My starts this year failed me, but it was still early enough that I had good pickings from the local farm store in town and I bought 42 plants. 2 died, so I have 40 plants in the ground, growing and thriving so far.

Many of my tomato plants are showing young fruit and I am quivering with anticipation of eating home grown tomatoes. We caved a few times and ate store-bought ones and were disappointed by the flavor and only made us more hungry for what will soon come from our garden.

This is what jungle-boy Peter thinks the fence panels are for! I didn't mind when there were no tomato plants there, but now, I shriek and race to get him off, so he doesn't smoosh a tomato plant underfoot.

I use cattle panels for my tomato plants. You can see the panels above behind the pool and I am also using old carpet as a weed blocker. I borrowed the idea of using cattle panels from fellow blogger O'Melays last year and they work great! Much better than the flimsy tomato cages, which I never liked using, and better than stakes, which the tomatoes always grow higher than and end up flopping over. Using cattle panels allow me to plant on both sides and then tie the vines to the panel as they grow. So much more sturdier and cheaper, actually, than using tomato cages.

Here's the math:

40 plants = 40 cages @ $3.50 each = $140.00


40 plants = 4 cattle panels @ $18 each = $72.00


We had lots of rain this Spring, plus it was rather chilly, so it feels like we got our garden in later than usual and the ground was just too wet for me to plant at times. I never got my peas in, which I'm really disappointed about, but some of the other stuff we got in are doing great. Potatoes are starting to really come up and I need to hill them this week. The peppers got a rough start when the chickens got into the garden and pecked their leaves off, but now they are starting to flower and show fruit. My cabbage and broccoli are been eaten by tiny black beetles and caterpillars-- I can never seem to grow these here. I had not planned to grow corn this year, but I still had seed left from last year, and space in the garden from not planting other things, so I got 12 rows of corn in and they are about 6-8 inches tall now. Hope they grow better this year and I get more ears than I did last year:: 550 seeds planted = 12 ears.

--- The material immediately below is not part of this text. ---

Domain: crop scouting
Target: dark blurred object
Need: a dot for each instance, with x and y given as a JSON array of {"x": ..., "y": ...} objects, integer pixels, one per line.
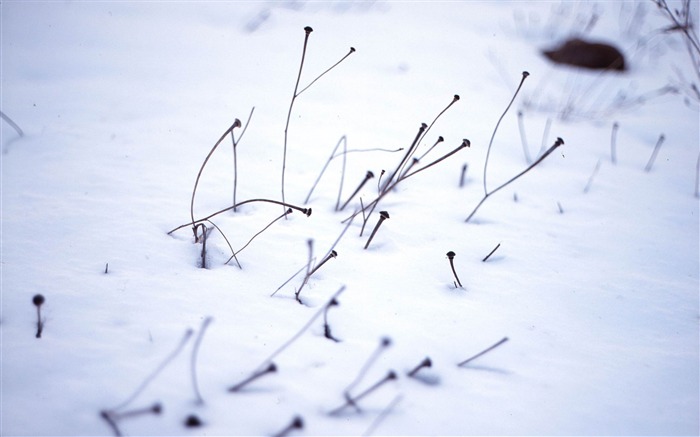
[{"x": 585, "y": 54}]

I failed to get onions planted, along with asparagus, strawberries, beans and cukes. I'm aiming for a winter garden, though, my first, so I'll be trying cabbage again and some root crops like carrots and potatoes. Starting small and if it is successful, I'll add more next year.



Christina said...

My garden this year is laughable I blame the baby's. I only got two tomatoe plants going lots of beans and a few squash plants in. Oh and Strawberry's but it has been a colder wetter spring here.
BTW did you ever find out if your jams can clear customs?